A group of banks being investigated in an interest-rate rigging scandal are looking to pursue a group settlement with regulators rather than face a Barclays-style backlash by going it alone, people familiar with the banks’ thinking said.
Such discussions are preliminary and it is unclear if regulators will enter these talks, aimed at resolving allegations that banks attempted to manipulate the London interbank offered rate, or LIBOR, a benchmark that underpins hundreds of trillions of US dollars in contracts.
Still, there are powerful incentives for the banks to enter joint negotiations.
Barclays PLC was the first to settle with US and British regulators, paying a US$453 million penalty and admitting to its role in a deal announced on June 27. Barclays’ chief executive, Bob Diamond, abruptly quit the next week, bowing to public pressure and erosion of the bank’s reputation.

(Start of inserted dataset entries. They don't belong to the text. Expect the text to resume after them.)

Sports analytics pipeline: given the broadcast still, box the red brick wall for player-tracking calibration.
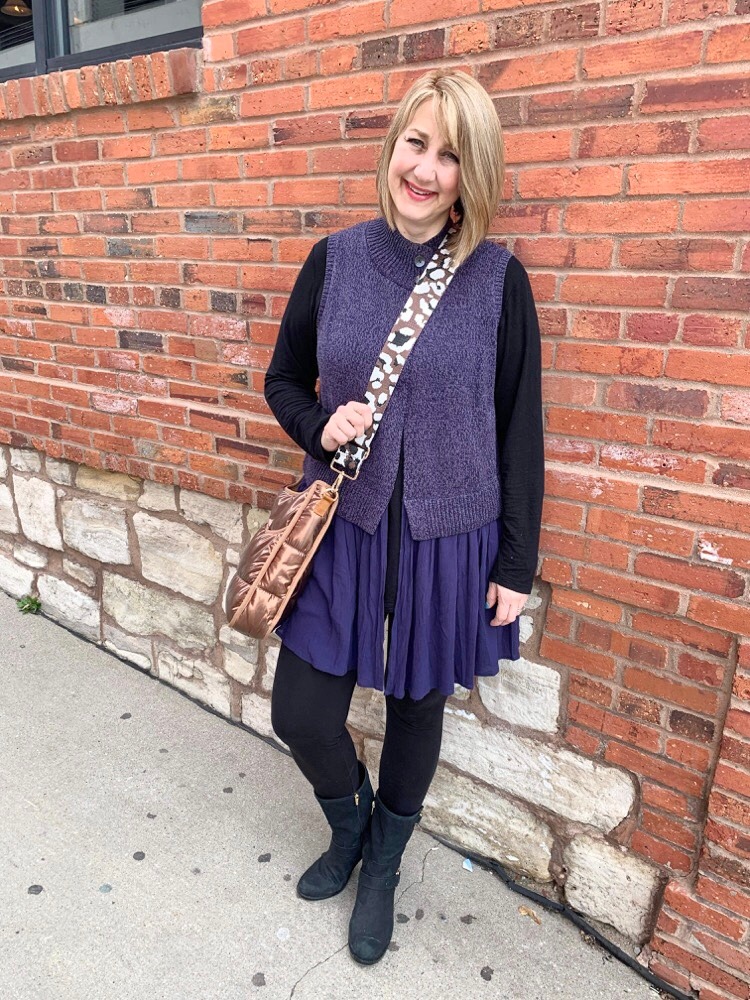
[0,0,750,1000]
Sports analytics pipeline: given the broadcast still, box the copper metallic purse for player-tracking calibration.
[224,229,454,639]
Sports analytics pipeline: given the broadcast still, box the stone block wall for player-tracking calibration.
[0,446,665,944]
[0,0,750,1000]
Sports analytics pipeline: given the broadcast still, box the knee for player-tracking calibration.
[385,689,448,731]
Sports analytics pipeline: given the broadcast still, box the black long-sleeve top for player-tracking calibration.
[265,239,544,611]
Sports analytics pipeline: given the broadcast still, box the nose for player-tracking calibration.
[414,153,437,185]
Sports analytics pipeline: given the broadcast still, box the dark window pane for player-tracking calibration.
[0,0,35,70]
[68,0,202,53]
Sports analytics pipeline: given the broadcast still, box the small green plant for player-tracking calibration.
[16,594,42,615]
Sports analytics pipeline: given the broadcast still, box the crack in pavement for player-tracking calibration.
[289,942,348,1000]
[396,844,440,903]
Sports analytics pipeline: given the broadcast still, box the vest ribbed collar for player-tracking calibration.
[365,216,451,289]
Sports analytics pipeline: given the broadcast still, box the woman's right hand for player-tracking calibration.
[320,400,372,451]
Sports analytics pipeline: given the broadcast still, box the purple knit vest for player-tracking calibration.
[304,218,511,540]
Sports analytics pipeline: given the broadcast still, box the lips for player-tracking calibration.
[403,180,436,201]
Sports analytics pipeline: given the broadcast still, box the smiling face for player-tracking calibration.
[388,100,461,243]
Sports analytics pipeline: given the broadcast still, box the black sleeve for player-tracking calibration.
[490,257,544,594]
[264,239,334,462]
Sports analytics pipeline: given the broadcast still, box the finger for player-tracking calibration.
[492,601,512,625]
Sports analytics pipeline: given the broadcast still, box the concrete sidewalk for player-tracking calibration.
[0,594,658,1000]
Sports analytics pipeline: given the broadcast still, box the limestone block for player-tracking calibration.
[61,498,131,566]
[441,706,635,832]
[365,740,554,882]
[242,693,286,746]
[44,455,76,486]
[563,834,660,944]
[477,658,560,733]
[0,555,34,597]
[37,576,101,641]
[180,490,242,544]
[63,556,96,587]
[13,476,63,551]
[10,448,42,472]
[346,687,385,735]
[13,542,48,569]
[224,649,258,687]
[138,479,177,510]
[133,511,224,604]
[219,625,258,649]
[0,485,18,535]
[156,649,230,718]
[260,645,281,692]
[103,572,216,649]
[102,622,151,670]
[76,465,141,500]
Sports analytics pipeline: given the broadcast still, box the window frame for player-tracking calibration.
[0,0,203,84]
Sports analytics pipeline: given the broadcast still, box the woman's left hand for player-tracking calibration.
[487,583,531,625]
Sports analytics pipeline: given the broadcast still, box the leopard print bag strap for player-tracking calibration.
[331,228,456,479]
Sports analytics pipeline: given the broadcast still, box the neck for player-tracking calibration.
[395,212,450,243]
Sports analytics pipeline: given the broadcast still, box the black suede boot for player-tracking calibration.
[297,761,374,899]
[349,794,422,965]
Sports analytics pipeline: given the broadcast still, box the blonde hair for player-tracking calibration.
[375,69,505,266]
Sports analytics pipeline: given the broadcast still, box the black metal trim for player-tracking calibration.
[47,27,203,73]
[0,17,203,83]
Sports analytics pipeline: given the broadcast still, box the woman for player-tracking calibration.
[265,70,544,964]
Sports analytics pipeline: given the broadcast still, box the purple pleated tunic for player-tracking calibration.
[276,480,519,700]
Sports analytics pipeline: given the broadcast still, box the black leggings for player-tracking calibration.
[271,645,447,816]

The sources said that none of the banks involved now want to be second in line for fear that they will get similarly hostile treatment from politicians and the public. Bank discussions about a group settlement initially took place before the Barclays agreement and picked back up in the aftermath.
It is unclear which banks are involved in the potential settlement talks. More than a dozen banks are being investigated in the scandal, including Citigroup, HSBC, Deutsche Bank and JPMorgan Chase. They all declined to comment.
A group agreement would appeal to financial watchdogs because they would be able to announce a headline-grabbing figure, showing that they were dealing firmly with the banking industry’s misdemeanors, a banker said on condition of anonymity.
Earlier this year, five top US banks negotiated a US$25 billion settlement with the US Justice Department and other federal and state agencies to resolve allegations of mortgage services abuses.
The key regulators involved in the LIBOR case include the US Commodity Futures Trading Commission and Britain’s Financial Services Authority. The commission was not available for comment and the authority declined to comment.
The main obstacle facing such a group settlement is a hesitancy on the part of the investment banks to work together in the fevered atmosphere surrounding the LIBOR investigations.
Negotiations and haggling could drag on for some time and a resolution was far from certain, the banker said.
That each bank possibly had to settle with a different group of regulators and that the charges were different in each case also made the chances of success of such a settlement small, a source at one of the banks being probed said.
However, if they were able to reach a group settlement it would enable them to share the pain of negative publicity.
Analysts have estimated that the scandal could cost the industry between US$20 billion to US$40 billion, further damaging a sector that is struggling to work its way through the aftermath of the 2007 to 2009 financial crisis, economic downturns in Europe and the US, and increased regulatory demands.
LIBOR rates are set daily in London for a range of currencies and maturities. Banks submit rates for unsecured loans to one another and the rates after high and low rates are thrown out, are averaged.
LIBOR rates underpin an estimated US$550 trillion in financial products, including consumer loans, mortgages, municipal bonds and corporate paper. They are also considered a gauge of a bank’s health. Investigators are looking at whether banks low-balled the rates to hide their borrowing costs in the 2007 to 2009 financial crisis and to profit on trades before the crisis hit.
The scandal has also raised questions if LIBOR should be calculated differently.
In Asia, the Hong Kong Association of Banks said it was reviewing the mechanism for determining its HIBOR benchmark.
The Monetary Authority of Singapore said it was examining the setting of the Singapore interbank offered rate (SIBOR), widely used in the pricing of mortgages and other loans in the city-state.
The Japanese banking industry lobby has asked the 18 banks contributing to the Tokyo interbank offered rate (TIBOR) to check whether correct procedures were being followed, although the group’s head said he did not believe there was a problem.